Bestimmung des Insolvenzanfechtungsgegners bzgl. der Abführung der Winterbeschäftigungsumlage
BGH v. 10.12.2020 - IX ZR 80/20
Der Sachverhalt:
Die Klägerin ist Verwalterin in einem im Dezember 2015 eröffneten Insolvenzverfahren über das Vermögen einer GmbH (nachfolgend: Schuldnerin). Die Schuldnerin war ein Betrieb des Dachdeckerhandwerks und beschäftigte gewerbliche Arbeitnehmer. Sie war zur Entrichtung der Winterbeschäftigungsumlage verpflichtet, die sie über die beklagte Lohnausgleichskasse abführte. Nachdem die Schuldnerin die Umlage für März 2015 nicht entrichtet hatte, erließ die Bundesagentur für Arbeit einen Leistungsbescheid.
Im Oktober 2015 zahlte die Schuldnerin die offene Umlage an das Hauptzollamt, das zwischenzeitlich mit der Vollstreckung beauftragt worden war. Das Hauptzollamt leitete die bei ihm eingegangene Zahlung an die Beklagte weiter. Die Beklagte führte die Umlage an die Bundesagentur ab.
Die Klägerin ist der Ansicht, die Zahlung der Umlage sei ggü. der beklagten Lohnausgleichskasse als inkongruente Deckung anfechtbar. AG und LG wiesen die Klage ab, weil die Beklagte nicht die richtige Anfechtungsgegnerin und dementsprechend nicht passivlegitimiert sei.
Die Revision der Klägerin vor dem BGH hatte nun Erfolg.
Die Gründe:
Die beklagte Lohnausgleichskasse ist die richtige Anfechtungsgegnerin.

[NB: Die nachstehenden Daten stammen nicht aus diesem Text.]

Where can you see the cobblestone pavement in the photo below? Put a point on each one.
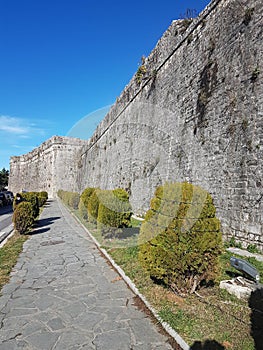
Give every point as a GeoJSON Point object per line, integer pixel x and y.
{"type": "Point", "coordinates": [63, 295]}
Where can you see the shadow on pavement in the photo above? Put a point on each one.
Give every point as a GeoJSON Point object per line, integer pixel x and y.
{"type": "Point", "coordinates": [41, 225]}
{"type": "Point", "coordinates": [207, 345]}
{"type": "Point", "coordinates": [256, 318]}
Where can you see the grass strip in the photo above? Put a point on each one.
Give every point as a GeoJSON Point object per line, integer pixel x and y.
{"type": "Point", "coordinates": [8, 256]}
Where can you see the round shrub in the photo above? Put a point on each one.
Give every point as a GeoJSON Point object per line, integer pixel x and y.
{"type": "Point", "coordinates": [23, 217]}
{"type": "Point", "coordinates": [114, 212]}
{"type": "Point", "coordinates": [86, 194]}
{"type": "Point", "coordinates": [180, 239]}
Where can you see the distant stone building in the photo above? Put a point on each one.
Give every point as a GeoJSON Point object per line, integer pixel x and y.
{"type": "Point", "coordinates": [192, 112]}
{"type": "Point", "coordinates": [49, 167]}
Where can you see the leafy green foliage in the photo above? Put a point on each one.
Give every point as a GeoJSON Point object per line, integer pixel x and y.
{"type": "Point", "coordinates": [114, 212]}
{"type": "Point", "coordinates": [23, 217]}
{"type": "Point", "coordinates": [180, 239]}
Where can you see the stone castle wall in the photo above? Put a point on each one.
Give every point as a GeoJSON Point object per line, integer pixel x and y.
{"type": "Point", "coordinates": [50, 167]}
{"type": "Point", "coordinates": [193, 112]}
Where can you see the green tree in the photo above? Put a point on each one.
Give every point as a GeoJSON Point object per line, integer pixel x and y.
{"type": "Point", "coordinates": [4, 175]}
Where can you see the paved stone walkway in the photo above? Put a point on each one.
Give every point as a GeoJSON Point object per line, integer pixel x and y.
{"type": "Point", "coordinates": [63, 295]}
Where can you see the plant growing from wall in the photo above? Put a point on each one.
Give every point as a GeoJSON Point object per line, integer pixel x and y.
{"type": "Point", "coordinates": [140, 74]}
{"type": "Point", "coordinates": [248, 15]}
{"type": "Point", "coordinates": [32, 197]}
{"type": "Point", "coordinates": [255, 74]}
{"type": "Point", "coordinates": [93, 206]}
{"type": "Point", "coordinates": [180, 239]}
{"type": "Point", "coordinates": [84, 200]}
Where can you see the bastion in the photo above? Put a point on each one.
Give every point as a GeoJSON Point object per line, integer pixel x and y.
{"type": "Point", "coordinates": [192, 112]}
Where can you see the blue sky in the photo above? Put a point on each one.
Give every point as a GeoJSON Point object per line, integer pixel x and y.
{"type": "Point", "coordinates": [61, 60]}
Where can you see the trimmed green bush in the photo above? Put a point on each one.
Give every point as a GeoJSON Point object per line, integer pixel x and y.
{"type": "Point", "coordinates": [114, 212]}
{"type": "Point", "coordinates": [23, 217]}
{"type": "Point", "coordinates": [180, 239]}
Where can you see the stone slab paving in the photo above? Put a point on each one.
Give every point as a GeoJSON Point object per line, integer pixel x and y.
{"type": "Point", "coordinates": [63, 295]}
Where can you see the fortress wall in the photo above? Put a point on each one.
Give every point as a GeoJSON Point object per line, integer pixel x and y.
{"type": "Point", "coordinates": [49, 167]}
{"type": "Point", "coordinates": [196, 115]}
{"type": "Point", "coordinates": [193, 114]}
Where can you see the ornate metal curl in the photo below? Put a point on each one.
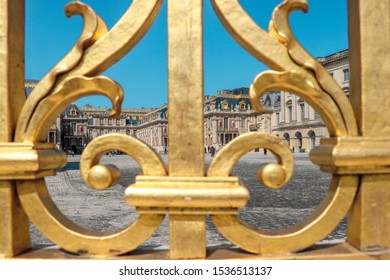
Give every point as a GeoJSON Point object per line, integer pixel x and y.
{"type": "Point", "coordinates": [72, 78]}
{"type": "Point", "coordinates": [297, 72]}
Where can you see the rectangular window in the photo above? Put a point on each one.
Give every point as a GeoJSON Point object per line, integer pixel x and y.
{"type": "Point", "coordinates": [346, 75]}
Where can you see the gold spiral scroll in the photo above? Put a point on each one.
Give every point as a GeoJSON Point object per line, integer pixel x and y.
{"type": "Point", "coordinates": [45, 215]}
{"type": "Point", "coordinates": [295, 71]}
{"type": "Point", "coordinates": [72, 78]}
{"type": "Point", "coordinates": [271, 175]}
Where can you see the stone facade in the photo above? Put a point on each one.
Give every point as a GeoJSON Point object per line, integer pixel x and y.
{"type": "Point", "coordinates": [297, 122]}
{"type": "Point", "coordinates": [226, 116]}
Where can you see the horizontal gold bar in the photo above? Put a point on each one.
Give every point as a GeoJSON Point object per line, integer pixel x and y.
{"type": "Point", "coordinates": [26, 161]}
{"type": "Point", "coordinates": [340, 251]}
{"type": "Point", "coordinates": [187, 192]}
{"type": "Point", "coordinates": [353, 155]}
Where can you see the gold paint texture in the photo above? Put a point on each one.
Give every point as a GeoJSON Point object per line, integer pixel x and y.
{"type": "Point", "coordinates": [182, 189]}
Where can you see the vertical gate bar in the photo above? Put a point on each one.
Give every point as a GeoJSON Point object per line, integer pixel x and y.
{"type": "Point", "coordinates": [185, 99]}
{"type": "Point", "coordinates": [14, 229]}
{"type": "Point", "coordinates": [369, 31]}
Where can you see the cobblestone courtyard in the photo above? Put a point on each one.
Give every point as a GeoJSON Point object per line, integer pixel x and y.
{"type": "Point", "coordinates": [267, 209]}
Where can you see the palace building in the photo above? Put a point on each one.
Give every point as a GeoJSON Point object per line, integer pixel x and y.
{"type": "Point", "coordinates": [226, 116]}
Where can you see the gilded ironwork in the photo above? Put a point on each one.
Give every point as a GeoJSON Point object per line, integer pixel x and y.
{"type": "Point", "coordinates": [182, 190]}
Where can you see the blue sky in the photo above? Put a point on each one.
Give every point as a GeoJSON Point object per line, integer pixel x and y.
{"type": "Point", "coordinates": [143, 72]}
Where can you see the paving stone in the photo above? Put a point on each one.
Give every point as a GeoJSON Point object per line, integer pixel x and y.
{"type": "Point", "coordinates": [267, 209]}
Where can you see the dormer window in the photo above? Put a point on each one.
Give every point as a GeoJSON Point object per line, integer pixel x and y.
{"type": "Point", "coordinates": [225, 105]}
{"type": "Point", "coordinates": [73, 112]}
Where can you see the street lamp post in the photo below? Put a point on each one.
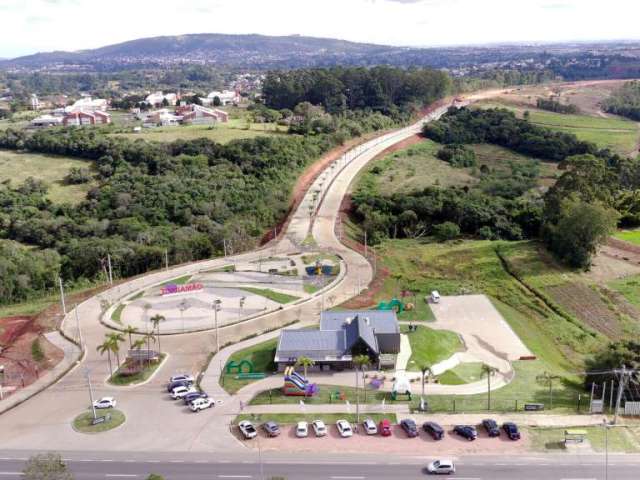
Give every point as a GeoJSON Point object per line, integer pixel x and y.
{"type": "Point", "coordinates": [216, 307]}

Bei der Zahlung von Gesamtsozialversicherungsbeiträgen und Steuern ist die Einzugsstelle insoweit Anfechtungsgegnerin, als die Mittel von ihr im Innenverhältnis an einen anderen Rechtsträger abzuführen sind. Wesentlicher Grund hierfür ist, dass im Außenverhältnis der Einzugsstelle zu dem Abgabenschuldner dieser nur an die Einzugsstelle mit befreiender Wirkung leisten kann. Deshalb ist die Einzugsstelle wie eine Vollrechtsinhaberin anzusehen.
Anders verhält es sich jedoch, wenn die Empfangszuständigkeit des Leistungsempfängers erst durch eine Verfügung des Forderungsinhabers - sei es eine Abtretung oder die Erteilung einer Einziehungsermächtigung - begründet wird. Da in dieser Konstellation der ursprüngliche Forderungsinhaber aus freiem Entschluss einen Dritten mit dem treuhänderischen Forderungseinzug betraut hat, muss er sich weiterhin als Leistungsempfänger behandeln lassen.
So liegen die Dinge hier: Es geht um die Abführung der Winterbeschäftigungsumlage, aus der die ergänzenden Leistungen nach § 102 SGB III einschließlich der Verwaltungskosten und der sonstigen Kosten gedeckt werden (§ 354 Satz 1 SGB III). Die umlagefinanzierten Leistungen nach § 102 SGB III ergänzen das beitragsfinanzierte Saison-Kurzarbeitergeld. Arbeitgeber, auf welche die Tarifverträge über die gemeinsamen Einrichtungen oder Ausgleichskassen Anwendung finden, sind gemäß § 356 Abs. 1 Satz 1 SGB III verpflichtet, die Winterbeschäftigungsumlage über die gemeinsame Einrichtung ihres Wirtschaftszweigs oder über eine Ausgleichskasse abzuführen. Die gemeinsame Einrichtung oder Ausgleichskasse führt die eingezogene Umlage an die Bundesagentur für Arbeit ab. Hierzu kann ein vereinfachtes Abrechnungsverfahren vereinbart werden (§ 356 Abs. 1 Satz 4 SGB III). Die Abführung der Winterbeschäftigungsumlage über gemeinsame Einrichtung oder Ausgleichskasse dient der Verwaltungsvereinfachung. Vor diesem Hintergrund dürfen nur die Arbeitgeber direkt an die Bundesagentur für Arbeit zahlen, auf welche die Tarifverträge über die gemeinsamen Einrichtungen oder Ausgleichskassen keine Anwendung finden (§ 356 Abs. 2 Satz 1 SGB III). Diese Arbeitgeber haben der Bundesagentur für Arbeit die infolge der Direktzahlung entstehenden Mehraufwendungen pauschal zu ersetzen (§ 356 Abs. 2 Satz 2 SGB III).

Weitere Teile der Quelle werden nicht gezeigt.